When is National Cheese Fondue Day?
National Cheese Fondue Day is always April 11!
What is this Holiday for and how is it celebrated?
This holiday celebrates not only the great taste of cheese fondue but it also celebrates the fun of gathering together around a fondue cooking pot, eating and sharing great conversation.
Wikipedia tell us "Fondue is a Swiss communal dish shared at the table in an earthenware pot (caquelon) over a small burner (rechaud). The term is derived from the French verb fondre (to melt), in the past participle fondu (melted)." Diners use forks to dip bits of food (most often bread) into the warm semi-liquid sauce (commonly a cheese mix). Heat is supplied by a wicked or gel alcohol burner, or a tealight. While cheese fondue is the most widely known, there are other pot and dipping ingredients."

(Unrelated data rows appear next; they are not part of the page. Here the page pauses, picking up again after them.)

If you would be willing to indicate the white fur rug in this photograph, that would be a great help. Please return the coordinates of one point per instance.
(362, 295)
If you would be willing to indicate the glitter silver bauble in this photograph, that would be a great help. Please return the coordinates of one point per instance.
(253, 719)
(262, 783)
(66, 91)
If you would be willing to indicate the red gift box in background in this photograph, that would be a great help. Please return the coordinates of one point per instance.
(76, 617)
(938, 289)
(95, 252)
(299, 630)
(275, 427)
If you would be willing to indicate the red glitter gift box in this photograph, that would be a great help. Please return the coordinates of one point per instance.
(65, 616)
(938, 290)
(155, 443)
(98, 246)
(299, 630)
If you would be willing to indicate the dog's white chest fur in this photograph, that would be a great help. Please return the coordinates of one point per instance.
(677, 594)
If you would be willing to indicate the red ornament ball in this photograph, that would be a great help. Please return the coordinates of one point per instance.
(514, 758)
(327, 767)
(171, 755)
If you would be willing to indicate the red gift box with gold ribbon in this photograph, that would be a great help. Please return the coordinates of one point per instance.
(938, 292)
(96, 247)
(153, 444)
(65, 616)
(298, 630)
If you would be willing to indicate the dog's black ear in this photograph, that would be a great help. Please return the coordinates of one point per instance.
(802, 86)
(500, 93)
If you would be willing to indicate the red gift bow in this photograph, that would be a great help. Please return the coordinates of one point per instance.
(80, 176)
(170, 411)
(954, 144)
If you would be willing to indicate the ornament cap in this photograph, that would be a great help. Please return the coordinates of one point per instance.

Fondue is always perfect for a small dinner party of 4. If you have more than 4 people, then make sure you supply an extra pot for ever 4 to eat from. There are literly thousands of fondue recipes to choose from but if you visit our fondue recipes page we list a few of our favorites. On National Cheese Fondue Day, we celebrate the great taste of cheese and a fun way of eating that has been in favor for centuries. So on this special food holiday why not think about having a fondue party.
- You can find fondue pots at your local department store or you can find them on the Internet at amazon.com -
Origin of this Holiday?
"Our research did not find the creator, or the origin of this day. We did however find that this holiday has been celebrated for years. There is plenty of documentation to support that this holiday does indeed exist.
We are wondering if this holiday was created by a food organization- but, our research couldn't find the answer to this question-
This holiday is referred to as a "National" day., as all food & drink holidays are. However, we did not find any congressional records or presidential proclamations for this day. Even though we didn't, this is still a holiday that is publicized to celebrate.
So have fun with it and celebrate it!
"A recipe for a sauce made from Pramnos wine, grated goat's cheese and white flour appears in Scroll 11 (lines 629-645) of Homer's Iliad and has been cited as the earliest record of a fondue."
"Swiss communal fondue arose many centuries ago as a result of food preservation methods. The Swiss food staples bread and raclette-like cheese made in summer and fall were meant to last throughout the winter months. The bread aged, dried out and became so tough it was sometimes chopped with an axe. The stored cheese also became very hard, but when mixed with wine and heated it softened into a thick sauce. During Switzerland's long, cold winters some families and extended groups would gather about a large pot of cheese set over the fire and dip wood-hard bits of bread which quickly became edible."
"Modern fondue originated during the 18th century in the canton of Neuchâtel. As Switzerland industrialized, wine and cheese producers encouraged the dish's popularity. By the 20th century many Swiss cantons and even towns had their own local varieties and recipes based on locally available cheeses, wines and other ingredients. During the 1950s a slowing cheese industry in Switzerland widely promoted fondue since one person could easily eat half a pound of melted cheese in one sitting. In 1955, the first pre-mixed "instant" fondue was brought to market. Fondue became popular in the United States during the mid-1960s after American tourists discovered it in Switzerland."
Temperature and la religieuse
"A cheese fondue mixture should be held at a temperature warm enough to keep the fondue smooth and liquid but not so hot as to allow any burning. If this temperature is held until the fondue is finished there will be a thin crust of toasted (not burnt) cheese at the bottom of the caquelon. This is called la religieuse (French for the nun, more or less). It has the texture of a thin cracker and is almost always lifted out and eaten."